By Eric M. Johnson
SEATTLE (Reuters) - A Delta Air Lines flight bound for Beijing returned to Seattle on Thursday after a passenger assaulted a flight attendant in the first-class cabin before being subdued by other travelers, a Seattle-Tacoma International Airport spokesman said.
The flight attendant and a passenger were sent to an area hospital with injuries that were not life-threatening after the Boeing 767-300 landed safely shortly after 7 p.m., airport spokesman Perry Cooper said.
A 23-year-old male passenger, from Florida, was arrested by Port of Seattle police on suspicion of assaulting a member of the flight crew and was transferred to federal detention, a Federal Bureau of Investigation spokeswoman said by e-mail.
Delta flight 129 departed Seattle-Tacoma International Airport at around 5:30 p.m., but headed back to Seattle roughly 45 minutes into the flight, Cooper said.
Cooper said the man assaulted a flight attendant in the first-class cabin, but said he had no further details about the incident.
The FBI, which was assisting local police with the investigation, interviewed passengers and had no information to suggest the incident was a threat to national security, said Ayn Dietrich, an agency spokeswoman.

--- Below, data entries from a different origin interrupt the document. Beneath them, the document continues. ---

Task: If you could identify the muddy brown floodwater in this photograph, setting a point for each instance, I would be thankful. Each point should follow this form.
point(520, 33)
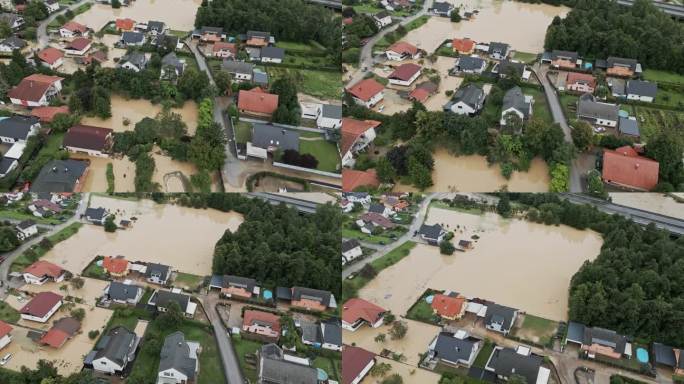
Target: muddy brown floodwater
point(521, 25)
point(473, 174)
point(178, 236)
point(516, 263)
point(179, 15)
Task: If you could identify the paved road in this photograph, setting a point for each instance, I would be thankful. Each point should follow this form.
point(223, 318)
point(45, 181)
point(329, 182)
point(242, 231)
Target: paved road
point(232, 167)
point(366, 57)
point(41, 34)
point(228, 356)
point(559, 117)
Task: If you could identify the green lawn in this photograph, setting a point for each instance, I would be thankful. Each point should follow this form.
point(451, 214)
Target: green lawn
point(324, 151)
point(8, 314)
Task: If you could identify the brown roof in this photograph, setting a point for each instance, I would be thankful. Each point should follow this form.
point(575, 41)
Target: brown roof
point(50, 55)
point(352, 179)
point(41, 304)
point(87, 137)
point(405, 72)
point(352, 129)
point(625, 167)
point(355, 360)
point(365, 89)
point(257, 101)
point(33, 87)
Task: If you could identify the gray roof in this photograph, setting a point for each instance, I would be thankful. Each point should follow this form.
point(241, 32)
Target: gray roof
point(175, 354)
point(453, 349)
point(17, 127)
point(500, 314)
point(471, 95)
point(264, 135)
point(514, 98)
point(273, 52)
point(641, 88)
point(123, 292)
point(588, 107)
point(59, 176)
point(507, 362)
point(331, 111)
point(273, 368)
point(629, 126)
point(233, 66)
point(116, 345)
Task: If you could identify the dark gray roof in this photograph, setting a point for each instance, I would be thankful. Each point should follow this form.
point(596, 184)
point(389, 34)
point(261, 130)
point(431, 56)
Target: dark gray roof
point(500, 314)
point(629, 126)
point(17, 127)
point(641, 88)
point(469, 63)
point(273, 52)
point(331, 111)
point(273, 368)
point(176, 354)
point(587, 106)
point(514, 98)
point(451, 348)
point(507, 362)
point(123, 292)
point(116, 345)
point(59, 176)
point(322, 297)
point(264, 135)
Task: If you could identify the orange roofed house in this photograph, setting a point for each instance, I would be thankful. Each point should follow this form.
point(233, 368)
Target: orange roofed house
point(450, 307)
point(356, 312)
point(356, 136)
point(625, 168)
point(257, 103)
point(367, 92)
point(36, 90)
point(42, 271)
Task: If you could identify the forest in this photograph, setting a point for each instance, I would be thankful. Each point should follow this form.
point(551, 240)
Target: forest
point(635, 285)
point(598, 29)
point(276, 245)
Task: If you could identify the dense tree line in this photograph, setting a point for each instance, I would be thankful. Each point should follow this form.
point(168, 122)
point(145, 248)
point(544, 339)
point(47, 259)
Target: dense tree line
point(602, 28)
point(290, 20)
point(275, 244)
point(636, 283)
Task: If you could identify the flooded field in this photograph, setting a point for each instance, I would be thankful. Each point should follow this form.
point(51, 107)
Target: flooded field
point(169, 234)
point(511, 264)
point(473, 174)
point(135, 110)
point(653, 202)
point(521, 25)
point(177, 14)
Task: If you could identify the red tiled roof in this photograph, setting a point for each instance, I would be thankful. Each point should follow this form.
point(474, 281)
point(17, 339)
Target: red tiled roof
point(403, 48)
point(365, 89)
point(405, 72)
point(4, 329)
point(50, 55)
point(624, 166)
point(44, 268)
point(46, 114)
point(448, 306)
point(352, 179)
point(116, 265)
point(259, 102)
point(462, 45)
point(352, 129)
point(87, 137)
point(41, 304)
point(355, 361)
point(250, 316)
point(355, 309)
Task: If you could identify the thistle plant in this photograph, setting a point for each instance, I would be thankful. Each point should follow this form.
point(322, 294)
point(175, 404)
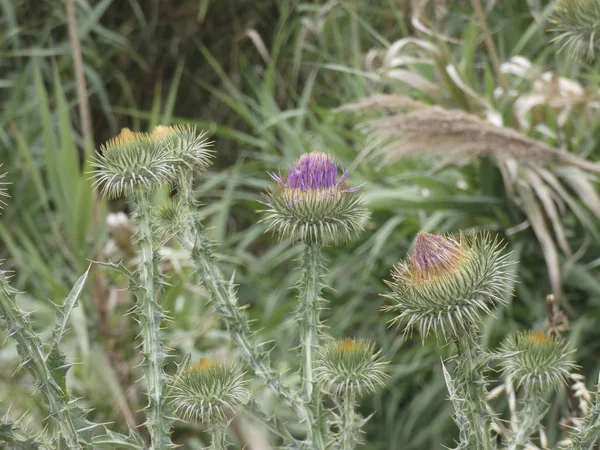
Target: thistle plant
point(313, 205)
point(540, 363)
point(209, 391)
point(446, 287)
point(134, 164)
point(346, 369)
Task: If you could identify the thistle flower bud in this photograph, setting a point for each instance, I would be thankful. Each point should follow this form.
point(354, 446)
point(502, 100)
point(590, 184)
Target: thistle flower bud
point(190, 148)
point(448, 283)
point(206, 391)
point(133, 161)
point(312, 203)
point(172, 218)
point(536, 360)
point(349, 365)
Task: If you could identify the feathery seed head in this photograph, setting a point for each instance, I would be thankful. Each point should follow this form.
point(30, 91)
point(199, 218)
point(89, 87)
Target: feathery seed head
point(312, 203)
point(208, 390)
point(449, 283)
point(131, 162)
point(536, 360)
point(191, 149)
point(349, 364)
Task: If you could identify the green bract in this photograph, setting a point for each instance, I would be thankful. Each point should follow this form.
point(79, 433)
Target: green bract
point(206, 391)
point(133, 161)
point(312, 203)
point(536, 360)
point(191, 149)
point(349, 365)
point(448, 283)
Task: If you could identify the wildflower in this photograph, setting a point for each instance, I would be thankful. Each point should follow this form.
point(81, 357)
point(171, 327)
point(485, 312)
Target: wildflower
point(536, 360)
point(191, 149)
point(131, 162)
point(206, 391)
point(349, 365)
point(313, 203)
point(448, 283)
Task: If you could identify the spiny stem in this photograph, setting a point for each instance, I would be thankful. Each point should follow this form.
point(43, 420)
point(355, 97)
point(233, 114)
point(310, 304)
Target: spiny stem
point(225, 302)
point(218, 435)
point(530, 416)
point(309, 289)
point(150, 315)
point(469, 371)
point(30, 349)
point(349, 426)
point(588, 434)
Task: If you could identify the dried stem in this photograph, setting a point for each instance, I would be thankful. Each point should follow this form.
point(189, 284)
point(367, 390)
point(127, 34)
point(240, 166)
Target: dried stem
point(489, 43)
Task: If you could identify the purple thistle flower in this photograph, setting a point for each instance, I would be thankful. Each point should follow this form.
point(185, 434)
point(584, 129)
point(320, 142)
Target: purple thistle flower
point(315, 170)
point(434, 254)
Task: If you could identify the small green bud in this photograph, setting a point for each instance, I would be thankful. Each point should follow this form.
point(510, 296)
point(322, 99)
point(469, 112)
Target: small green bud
point(312, 203)
point(448, 283)
point(206, 391)
point(133, 161)
point(172, 218)
point(536, 360)
point(349, 364)
point(190, 148)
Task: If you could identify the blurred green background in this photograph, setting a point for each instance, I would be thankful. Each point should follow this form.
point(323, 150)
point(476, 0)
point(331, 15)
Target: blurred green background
point(268, 80)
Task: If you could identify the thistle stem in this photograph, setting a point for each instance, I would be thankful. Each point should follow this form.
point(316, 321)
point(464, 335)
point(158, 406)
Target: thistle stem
point(30, 349)
point(150, 315)
point(349, 427)
point(310, 310)
point(218, 435)
point(469, 373)
point(588, 434)
point(530, 416)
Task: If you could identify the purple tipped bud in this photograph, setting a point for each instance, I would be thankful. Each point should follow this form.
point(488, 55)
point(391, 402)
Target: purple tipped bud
point(312, 204)
point(315, 170)
point(434, 254)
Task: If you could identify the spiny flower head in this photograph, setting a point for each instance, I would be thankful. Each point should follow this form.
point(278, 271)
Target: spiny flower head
point(207, 390)
point(448, 283)
point(578, 22)
point(349, 365)
point(536, 360)
point(312, 202)
point(131, 162)
point(191, 148)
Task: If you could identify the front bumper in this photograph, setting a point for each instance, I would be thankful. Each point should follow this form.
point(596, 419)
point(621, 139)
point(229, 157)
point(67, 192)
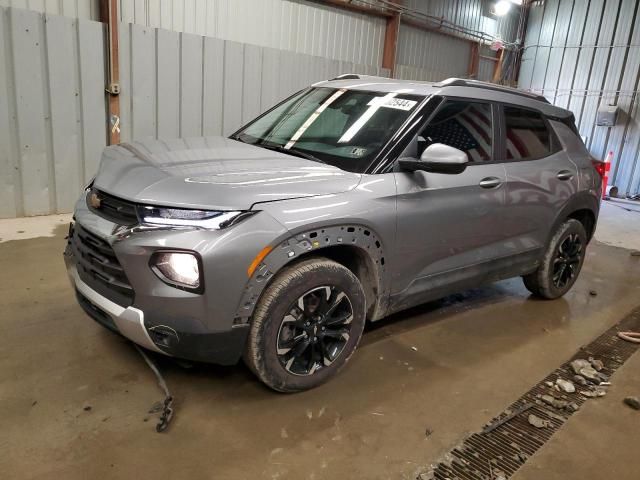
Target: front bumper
point(127, 321)
point(224, 348)
point(209, 326)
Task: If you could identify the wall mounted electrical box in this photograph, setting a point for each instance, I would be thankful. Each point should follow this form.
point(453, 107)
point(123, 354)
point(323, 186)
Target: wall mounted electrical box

The suspect was due to make to an initial appearance in federal court in Seattle on Friday afternoon, Dietrich said.
Cooper said multiple passengers intervened to help subdue the suspect during the in-flight disturbance. The pilot decided to turn back and call for police, fire, and medical personnel to meet the plane.
Lorie Dankers, a spokeswoman for the Transportation Security Administration, said there was no security breach at the airport, south of Seattle.
Delta spokeswoman Liz Savadelis said by e-mail that the passenger was restrained onboard and then removed from the flight by law enforcement without further incident after the plane landed in Seattle.
The flight was scheduled to re-depart for Beijing later in the evening, Savadelis said.
Media reports that the plane was escorted back to Seattle by military jets were inaccurate, she added.
The Federal Aviation Administration declined to comment.